Most women will lose weight on a 1,400-calorie-a-day diet; men on 1,700. Don't kid yourself though. If the 1,400 calories come from fast food, you won't be able to stick to the plan because you won't get enough nourishment. Eat food as close to its natural source as possible, say nutrition experts. That means eating apples rather than drinking apple juice and snacking on cherries rather than cherries jubilee.

"If you want vitamins and antioxidants, Mother Nature packages those much better than people do," Bonow says.

-- Information from Times files and wire reports was used in this story.

Help online

For information on nutrition and finding a dietitian in your area, log on to the American Diabetes Association Web site at www.diabetes.org. Other helpful nutrition sites include:

American Heart Association, www.americanheart.org

Tufts University Nutrition Navigator, www.navigator.tufts.edu/

American Dietetic Association, www.eatright.org

National Institutes of Health, www.nih.gov/

We do enjoy diet books

Need proof of just how polarized we are about nutrition and how interested we are in finding the best way to eat?

Here are last week's best-selling food books compiled by the Los Angeles Times.

The rankings are based on a Times poll of national cookbook and independent booksellers.

1. Dr. Atkins' New Diet Revolution by Robert C. Atkins. High-protein, low-carb dieting regime.

2. The Healthy Kitchen by Andrew Weil and Rosie Daley. Cookbook for Weil's low-fat, organic whole-foods eating plan.

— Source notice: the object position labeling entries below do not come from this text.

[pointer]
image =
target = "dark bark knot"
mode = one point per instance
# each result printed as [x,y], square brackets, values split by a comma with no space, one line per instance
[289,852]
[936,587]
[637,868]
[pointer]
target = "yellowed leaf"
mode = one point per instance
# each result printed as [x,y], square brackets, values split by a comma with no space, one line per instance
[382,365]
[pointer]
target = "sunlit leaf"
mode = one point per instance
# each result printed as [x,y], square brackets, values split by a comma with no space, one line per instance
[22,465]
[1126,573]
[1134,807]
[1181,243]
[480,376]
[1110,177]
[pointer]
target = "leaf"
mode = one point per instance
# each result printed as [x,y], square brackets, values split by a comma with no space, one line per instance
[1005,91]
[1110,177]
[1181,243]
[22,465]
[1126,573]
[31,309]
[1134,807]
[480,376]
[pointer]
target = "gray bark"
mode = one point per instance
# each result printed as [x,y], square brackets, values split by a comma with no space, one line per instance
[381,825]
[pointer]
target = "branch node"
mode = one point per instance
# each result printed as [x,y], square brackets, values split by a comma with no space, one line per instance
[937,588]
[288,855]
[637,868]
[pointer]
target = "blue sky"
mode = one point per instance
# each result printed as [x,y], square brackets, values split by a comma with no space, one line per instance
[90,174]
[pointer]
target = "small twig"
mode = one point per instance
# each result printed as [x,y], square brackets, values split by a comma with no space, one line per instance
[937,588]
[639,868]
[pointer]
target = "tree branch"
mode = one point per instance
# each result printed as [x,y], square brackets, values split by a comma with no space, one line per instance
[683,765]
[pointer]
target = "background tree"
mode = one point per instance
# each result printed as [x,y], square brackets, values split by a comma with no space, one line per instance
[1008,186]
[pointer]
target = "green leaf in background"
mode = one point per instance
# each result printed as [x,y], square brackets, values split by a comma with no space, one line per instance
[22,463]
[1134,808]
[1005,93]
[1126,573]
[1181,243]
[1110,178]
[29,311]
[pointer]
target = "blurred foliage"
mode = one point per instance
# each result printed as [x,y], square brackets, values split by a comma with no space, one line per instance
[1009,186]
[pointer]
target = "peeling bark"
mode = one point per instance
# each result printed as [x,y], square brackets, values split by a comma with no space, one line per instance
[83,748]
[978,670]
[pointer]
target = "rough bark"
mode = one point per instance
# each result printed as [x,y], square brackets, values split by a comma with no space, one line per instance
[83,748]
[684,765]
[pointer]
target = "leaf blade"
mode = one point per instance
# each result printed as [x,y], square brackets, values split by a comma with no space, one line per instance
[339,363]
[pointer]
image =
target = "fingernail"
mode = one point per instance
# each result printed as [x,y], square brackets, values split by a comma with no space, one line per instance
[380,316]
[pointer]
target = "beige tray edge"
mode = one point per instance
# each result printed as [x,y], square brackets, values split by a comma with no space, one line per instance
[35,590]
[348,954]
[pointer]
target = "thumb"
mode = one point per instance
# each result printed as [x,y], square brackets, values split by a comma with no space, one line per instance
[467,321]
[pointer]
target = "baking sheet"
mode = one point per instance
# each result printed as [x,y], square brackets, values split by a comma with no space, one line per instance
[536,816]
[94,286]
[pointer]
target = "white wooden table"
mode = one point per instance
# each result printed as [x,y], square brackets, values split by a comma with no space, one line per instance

3. Fast Food Nation by Eric Schlosser. Indictment of the "unhealthy" fast-food industry.

4. I'm Just Here for the Food by Alton Brown. A scientific explanation of cooking by host of Food Network's Good Eats.

5. Cooking Thin With Chef Kathleen by Kathleen Daelemans. Cookbook for low-fat, high-flavor diet.

Personal stories from formerly overweight host of Food Network's Cooking Thin.

6. 30-Minute Meals by Rachael Ray. Companion book to Ray's Food Network show of the same name. Quick homemade meals.

7. Weight Watchers New Complete Cookbook. Latest general cookbook by venerable weight-loss organization which promotes a moderate, balanced diet.

8. How to Be a Domestic Goddess by Nigella Lawson. British diva shares her entertaining secrets.

9. The Schwarzbein Principle Cookbook by Diana Schwarzbein, Nancy Deville and Evelyn Jacob Jaffe. Cookbook for Schwarzbein's high-protein, low-carb diet. She's an Atkins proponent.

10. How to Eat by Nigella Lawson. Lawson describes herself as an eater, not a cook in this tribute to eating well.